Wright turned and stared at the door for a moment, then shook her head. Turning back to face Riley, she said, “I was wrong, that’s all. Your father is still the same ornery son of a bitch who can’t remember who I am most days or how to find his own goddamn way to the bathroom. Hasn’t left this house in months. Don’t know what they been telling you, but if that’s the only reason you came home, you can call that limo and head back down to the islands.” Eleanor Wright turned and lumbered out of the kitchen leaving Riley stunned, the blanket still draped over her shoulders.
CHAPTER FIFTY-FOUR
McLean, Virginia
March 28, 2008
1:50 a.m.
Diggory leaned forward and gave the driver an address on Old Dominion in McLean, Virginia. It wasn’t far outside DC, but he would have enough time to sort through the information he had received and make plans. Back in the airport, he had been surprised when his sat phone rang shortly after landing. He realized then he would need to delay his plans.
He could tell from the echo on the line, they had him on speakerphone, but he didn’t know where they were calling from, nor who all was in the room. They asked about Caliban — said their man in Guadeloupe had gone missing. Beelzebub, the old politico, wanted to know if Dig knew anything about it. Dig, glancing past his shoulder at the blanket-clad girl shuffling beside him, kept to one word answers.
“When did you see him last?”
“Friday.”
“And everything was normal then?”
“Yes.”
“And the target. Has he found anything yet?”
“No.”
“You’ve been watching him?”
“Yes.”
“We’re going to have to consult the others.

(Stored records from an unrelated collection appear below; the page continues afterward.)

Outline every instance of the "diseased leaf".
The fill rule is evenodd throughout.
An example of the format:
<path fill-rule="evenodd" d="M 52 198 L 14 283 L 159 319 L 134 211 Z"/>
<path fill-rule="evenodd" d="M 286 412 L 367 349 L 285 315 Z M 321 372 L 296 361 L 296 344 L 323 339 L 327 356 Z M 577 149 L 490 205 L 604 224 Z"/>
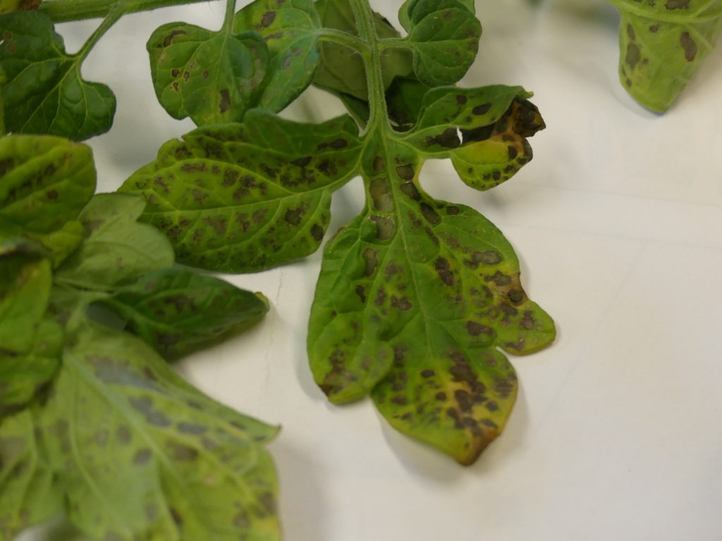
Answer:
<path fill-rule="evenodd" d="M 30 351 L 13 353 L 0 347 L 0 418 L 25 406 L 43 390 L 58 369 L 63 341 L 62 328 L 45 317 L 37 325 Z"/>
<path fill-rule="evenodd" d="M 110 129 L 116 97 L 105 84 L 82 79 L 82 56 L 65 52 L 50 19 L 38 12 L 2 15 L 0 35 L 8 131 L 79 141 Z"/>
<path fill-rule="evenodd" d="M 425 157 L 471 148 L 481 130 L 484 140 L 505 133 L 505 119 L 526 142 L 543 126 L 528 95 L 438 89 L 412 130 L 367 133 L 367 206 L 326 245 L 311 309 L 311 369 L 329 399 L 370 394 L 393 426 L 462 464 L 498 435 L 513 405 L 516 377 L 497 348 L 531 353 L 555 331 L 524 292 L 500 232 L 469 207 L 432 199 L 418 175 Z"/>
<path fill-rule="evenodd" d="M 235 14 L 233 28 L 257 32 L 268 45 L 269 76 L 256 106 L 283 110 L 310 84 L 318 65 L 321 22 L 313 0 L 255 0 Z"/>
<path fill-rule="evenodd" d="M 58 269 L 57 279 L 107 290 L 173 265 L 173 248 L 165 236 L 136 221 L 144 206 L 142 198 L 131 194 L 93 197 L 79 216 L 84 229 L 82 245 Z"/>
<path fill-rule="evenodd" d="M 71 521 L 131 541 L 279 539 L 277 429 L 220 405 L 127 333 L 82 326 L 36 412 Z"/>
<path fill-rule="evenodd" d="M 316 9 L 321 22 L 327 28 L 356 35 L 356 22 L 348 0 L 319 0 Z M 386 19 L 374 13 L 374 25 L 379 38 L 398 38 L 399 32 Z M 363 61 L 357 52 L 335 43 L 323 43 L 321 46 L 321 63 L 316 70 L 313 83 L 334 94 L 348 94 L 367 101 L 368 90 Z M 403 48 L 384 51 L 381 58 L 381 72 L 385 87 L 396 76 L 412 73 L 412 58 Z"/>
<path fill-rule="evenodd" d="M 24 250 L 0 256 L 0 351 L 25 353 L 32 348 L 51 281 L 48 260 Z"/>
<path fill-rule="evenodd" d="M 144 219 L 179 262 L 225 272 L 268 268 L 316 251 L 331 194 L 356 174 L 350 118 L 304 124 L 261 110 L 199 128 L 161 147 L 121 190 L 142 194 Z"/>
<path fill-rule="evenodd" d="M 0 238 L 40 239 L 71 228 L 66 223 L 77 217 L 95 191 L 90 147 L 48 136 L 0 138 Z"/>
<path fill-rule="evenodd" d="M 666 110 L 714 47 L 722 0 L 609 0 L 619 10 L 619 80 L 648 109 Z"/>
<path fill-rule="evenodd" d="M 155 94 L 174 118 L 240 122 L 258 101 L 269 51 L 256 32 L 171 22 L 153 32 L 147 49 Z"/>
<path fill-rule="evenodd" d="M 521 87 L 436 88 L 424 97 L 419 119 L 400 139 L 430 157 L 451 157 L 461 180 L 488 190 L 532 157 L 526 141 L 544 123 Z"/>
<path fill-rule="evenodd" d="M 62 500 L 30 410 L 0 419 L 0 539 L 59 514 Z"/>
<path fill-rule="evenodd" d="M 99 304 L 117 312 L 128 330 L 166 359 L 243 330 L 268 312 L 259 294 L 180 268 L 147 274 Z"/>
<path fill-rule="evenodd" d="M 461 79 L 477 56 L 482 35 L 481 23 L 469 2 L 418 0 L 407 2 L 401 11 L 406 12 L 401 20 L 409 31 L 404 43 L 414 53 L 414 72 L 419 80 L 438 87 Z"/>

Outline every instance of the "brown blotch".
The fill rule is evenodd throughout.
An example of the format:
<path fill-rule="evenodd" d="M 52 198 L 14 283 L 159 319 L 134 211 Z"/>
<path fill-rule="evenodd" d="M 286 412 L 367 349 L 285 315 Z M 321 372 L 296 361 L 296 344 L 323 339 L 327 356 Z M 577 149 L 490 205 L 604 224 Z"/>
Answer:
<path fill-rule="evenodd" d="M 684 60 L 692 62 L 697 56 L 697 43 L 690 35 L 689 32 L 683 32 L 679 36 L 679 44 L 684 50 Z"/>

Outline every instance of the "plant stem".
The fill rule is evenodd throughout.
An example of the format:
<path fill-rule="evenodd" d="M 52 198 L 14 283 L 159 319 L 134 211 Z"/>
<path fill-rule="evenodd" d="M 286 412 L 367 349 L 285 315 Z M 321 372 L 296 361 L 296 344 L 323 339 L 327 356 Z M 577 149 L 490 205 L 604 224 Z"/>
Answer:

Our methods may have to change. We didn’t think the target had the potential to do damage, but if he is responsible for Caliban’s disappearance, you might have to take him out. Understood?”
“Yes.”
Dig knew what that meant. They had already called a meeting, and he knew where. Once, Dig had driven Yorick to this meeting place. That was ten years ago, but he doubted the location had changed. It was a small British pub not far from Langley, owned by a Bonesman. Because some, like Beelzebub, often had Secret Service escorts, they met early, well before daylight, when only the night shift workers and insomniacs might take note of the collection of limousines parked in the lot of a small pub.